Denied for a Promotion That Boss Recommended

Alison Green | Ask A Manager

A reader writes:

Recently, my manager decided to introduce a new position that would be in between my current position and his position, basically someone to make sure the daily job functions of me and my coworkers get done at the company’s computer support desk. This position was opened to both internal and external applicants, and he encouraged both me and another coworker to apply.

For some background, I’ve been with the company for 4+ years and have had many different responsibilities, as well as been depended upon to be one of the top service desk technicians. I have a total of 6 years experience in the field. My skills matched almost exactly what they were looking for, with the exception that I had a 2-year degree while they were looking for a 4-year degree.

In any case, after encouraging us to apply, my boss refused to interview both me and my coworker, and now we will be stuck with someone who does not know anything about the company or how our service desks functions, and worse yet, I will have to be training this new guy. Is this my boss’s way of telling me to move on and find something else and should I be as ticked off about this as I am currently feeling?

There’s nothing wrong with encouraging you to apply but ultimately not hiring you, but your boss owed you the courtesy of an explanation why. Some people would argue that he also owed you an interview after explicitly urging you to apply — but I’m going to argue that if he already knew that he had stronger candidates and wasn’t going to hire you, it’s kinder not to waste your time and mislead you. But either way, he owed you an explanation of why.

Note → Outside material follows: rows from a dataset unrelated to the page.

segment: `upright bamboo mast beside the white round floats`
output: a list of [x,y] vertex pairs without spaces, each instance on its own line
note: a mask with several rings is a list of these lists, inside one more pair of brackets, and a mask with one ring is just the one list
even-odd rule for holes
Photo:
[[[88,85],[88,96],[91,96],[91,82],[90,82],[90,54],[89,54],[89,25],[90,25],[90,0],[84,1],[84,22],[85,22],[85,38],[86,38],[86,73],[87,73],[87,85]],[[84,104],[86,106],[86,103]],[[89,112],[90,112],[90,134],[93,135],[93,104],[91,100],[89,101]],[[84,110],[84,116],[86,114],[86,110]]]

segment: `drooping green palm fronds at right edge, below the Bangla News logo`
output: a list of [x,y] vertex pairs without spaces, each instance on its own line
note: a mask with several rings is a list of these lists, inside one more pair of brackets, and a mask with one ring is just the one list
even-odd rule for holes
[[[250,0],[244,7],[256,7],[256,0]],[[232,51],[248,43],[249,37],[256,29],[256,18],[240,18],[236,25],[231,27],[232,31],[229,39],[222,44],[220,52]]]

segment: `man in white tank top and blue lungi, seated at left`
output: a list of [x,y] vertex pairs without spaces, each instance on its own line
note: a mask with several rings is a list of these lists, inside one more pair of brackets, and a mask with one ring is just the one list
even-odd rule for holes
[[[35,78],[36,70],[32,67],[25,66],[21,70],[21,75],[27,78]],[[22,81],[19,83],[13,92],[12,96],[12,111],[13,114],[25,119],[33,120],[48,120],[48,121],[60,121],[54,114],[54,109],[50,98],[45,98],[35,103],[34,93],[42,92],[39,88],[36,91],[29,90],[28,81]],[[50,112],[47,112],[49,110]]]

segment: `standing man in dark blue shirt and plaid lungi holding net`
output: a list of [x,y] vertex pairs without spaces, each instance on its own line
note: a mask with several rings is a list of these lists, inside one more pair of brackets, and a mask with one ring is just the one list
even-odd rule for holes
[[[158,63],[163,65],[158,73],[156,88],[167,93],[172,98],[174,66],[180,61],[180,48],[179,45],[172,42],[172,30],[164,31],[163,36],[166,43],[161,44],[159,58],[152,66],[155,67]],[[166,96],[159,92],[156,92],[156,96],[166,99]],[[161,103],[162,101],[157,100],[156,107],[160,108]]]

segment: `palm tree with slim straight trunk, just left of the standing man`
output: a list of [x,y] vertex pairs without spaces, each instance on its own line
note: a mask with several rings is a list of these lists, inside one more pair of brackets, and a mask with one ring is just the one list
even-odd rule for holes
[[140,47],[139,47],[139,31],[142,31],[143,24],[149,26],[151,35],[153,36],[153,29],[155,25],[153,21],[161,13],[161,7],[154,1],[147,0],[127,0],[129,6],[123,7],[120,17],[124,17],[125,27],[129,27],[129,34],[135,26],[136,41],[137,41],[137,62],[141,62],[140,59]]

I recently wrote about why companies often don’t give rejected candidates any feedback — but it’s a totally different story when you’re an internal candidate. In this case, courtesy and morale — as well as your boss’s obligation to do at least a minimum of professional development — mean that you deserve feedback about why you ultimately weren’t hired.

There are plenty of legitimate reasons why your boss might not have chosen you, even after suggesting you apply. The most obvious one is that he thought you were strong enough to be in the mix, but ultimately stronger candidates came along. Or, who knows, maybe someone higher than him in the company ordered him to hire a specific candidate, or any other myriad reasons. But no matter what it was, he owed you an explanation.